The confusion about companion dogs is likely to increase, given the growing numbers of therapists who are recommending or prescribing companion animals. The exception could become the rule as recommendations for companion animals become more and more common.
Attorney Stephen Marcus of Marcus, Errico, Emmer & Brooks, in Braintree, Massachusetts, advises boards to request from doctors or therapists "a letter detailing that they are treating the person and there is some connection between the pet and the disability [the person is] being treated for."
Marcus agrees that "if you approach the right doctor in the right way, I'm sure you could get some kind of verification, even if it weren't exactly true, that the doctor thought the pet would be helpful for emotional support." But he warns, "It's kind of dangerous to assume that everyone who is requesting a pet is making some kind of bogus claim."
In the end, says Marcus, "You have to make the decision based on the information that you get. The advice is to err on the side of caution."
In Flynn's opinion, if a companion animal is approved, the condominium board still needs to put in place mechanisms for removing the animal if it ever becomes dangerous. "If that guide dog or companion animal bites people on the property, you need to have it set up so you can take action," says Flynn.

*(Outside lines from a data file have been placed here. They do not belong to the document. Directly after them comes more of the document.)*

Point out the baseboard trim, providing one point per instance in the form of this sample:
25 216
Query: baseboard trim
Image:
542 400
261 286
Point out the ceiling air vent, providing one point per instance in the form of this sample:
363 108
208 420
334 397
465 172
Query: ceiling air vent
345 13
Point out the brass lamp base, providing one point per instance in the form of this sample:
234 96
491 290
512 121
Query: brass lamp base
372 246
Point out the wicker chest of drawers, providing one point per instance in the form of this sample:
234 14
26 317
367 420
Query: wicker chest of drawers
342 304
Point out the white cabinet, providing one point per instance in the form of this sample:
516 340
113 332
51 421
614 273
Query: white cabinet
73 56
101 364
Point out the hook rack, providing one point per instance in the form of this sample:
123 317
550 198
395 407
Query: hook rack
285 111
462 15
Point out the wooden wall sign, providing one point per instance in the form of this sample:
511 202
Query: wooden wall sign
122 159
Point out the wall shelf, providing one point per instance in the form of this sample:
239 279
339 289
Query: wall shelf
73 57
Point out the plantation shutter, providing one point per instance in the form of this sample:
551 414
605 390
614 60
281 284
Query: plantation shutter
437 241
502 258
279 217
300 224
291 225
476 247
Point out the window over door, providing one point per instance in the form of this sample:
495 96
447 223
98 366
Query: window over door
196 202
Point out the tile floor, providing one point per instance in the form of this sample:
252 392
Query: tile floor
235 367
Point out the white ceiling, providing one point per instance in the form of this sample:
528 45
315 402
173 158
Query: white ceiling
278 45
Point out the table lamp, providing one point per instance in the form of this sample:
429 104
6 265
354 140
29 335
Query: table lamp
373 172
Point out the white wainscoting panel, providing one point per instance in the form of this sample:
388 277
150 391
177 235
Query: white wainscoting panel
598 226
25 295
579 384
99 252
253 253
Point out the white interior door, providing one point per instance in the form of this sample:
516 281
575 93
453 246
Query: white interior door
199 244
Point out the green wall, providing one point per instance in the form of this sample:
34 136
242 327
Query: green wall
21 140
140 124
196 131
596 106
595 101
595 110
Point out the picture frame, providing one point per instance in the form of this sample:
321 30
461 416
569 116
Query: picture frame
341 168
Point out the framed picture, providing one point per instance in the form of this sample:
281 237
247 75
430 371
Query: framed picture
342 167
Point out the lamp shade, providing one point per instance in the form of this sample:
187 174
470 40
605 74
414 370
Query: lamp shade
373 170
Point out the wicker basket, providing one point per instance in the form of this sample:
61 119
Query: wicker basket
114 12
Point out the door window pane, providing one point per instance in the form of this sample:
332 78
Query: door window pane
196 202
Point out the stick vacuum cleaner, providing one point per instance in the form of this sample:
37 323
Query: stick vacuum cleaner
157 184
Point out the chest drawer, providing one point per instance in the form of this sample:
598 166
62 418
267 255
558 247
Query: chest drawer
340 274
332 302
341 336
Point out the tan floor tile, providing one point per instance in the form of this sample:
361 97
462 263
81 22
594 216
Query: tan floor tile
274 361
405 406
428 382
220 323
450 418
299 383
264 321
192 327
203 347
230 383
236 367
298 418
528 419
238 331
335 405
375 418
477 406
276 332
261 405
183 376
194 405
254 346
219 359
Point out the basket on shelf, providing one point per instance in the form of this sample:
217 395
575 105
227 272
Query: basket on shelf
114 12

Listen Carefully and Negotiate Respectfully
Whether dealing with animals, children, or requests from people with disabilities, Posada says the best way for condominiums to stay out of legal trouble is to make it a policy to listen carefully to complaints of discrimination and to work with anyone who comes forward with an issue. "It's very important under state law that when a person is asking for a reasonable accommodation or modification, there should be a dialogue or interaction between the two parties to see whether it would help the situation be resolved."
Most cases, says Posada, can be resolved through mediation, which saves legal fees and the possibility of costly fines and damages for emotional distress.
"Rather than close the door on those individuals asking for accommodations, I think the best way is just go and talk to them and find out what the situation is [and] how it can be practically resolved. Sometimes with that dialogue we might better understand the situation of that person."
Educate Yourself
In his experience, says Posada, most cases spring from ignorance and can be settled through education.
"I really don't see many cases in which there is overt discrimination. But even if there is discrimination, [when the board] becomes aware of it, they should try to solve it," he recommends. "A lot of times the problem is really because of ignorance."
Marcus says community association managers are becoming much better educated about FHA rules and are less likely to act rashly or to reject outright any FHA requests or issues once they are aware of them. "I think property managers are doing a much better job these days of asking questions when these issues come up. There's more awareness of it, and there's a very good chance that we'll get a call under FHA if there is a request for a reasonable modification. The ramp request will almost always result in us getting a phone call."
The inclination of boards to consult their attorneys on FHA issues or requests is especially prudent considering the increasingly litigious age we live in, says Marcus. "Unit owners are much more aware of what their rights are under Fair Housing. They're much more likely to go to the MCAD."
To avoid trouble, boards should keep FHA issues up front and make it a practice to consult their attorney before passing that new rule change.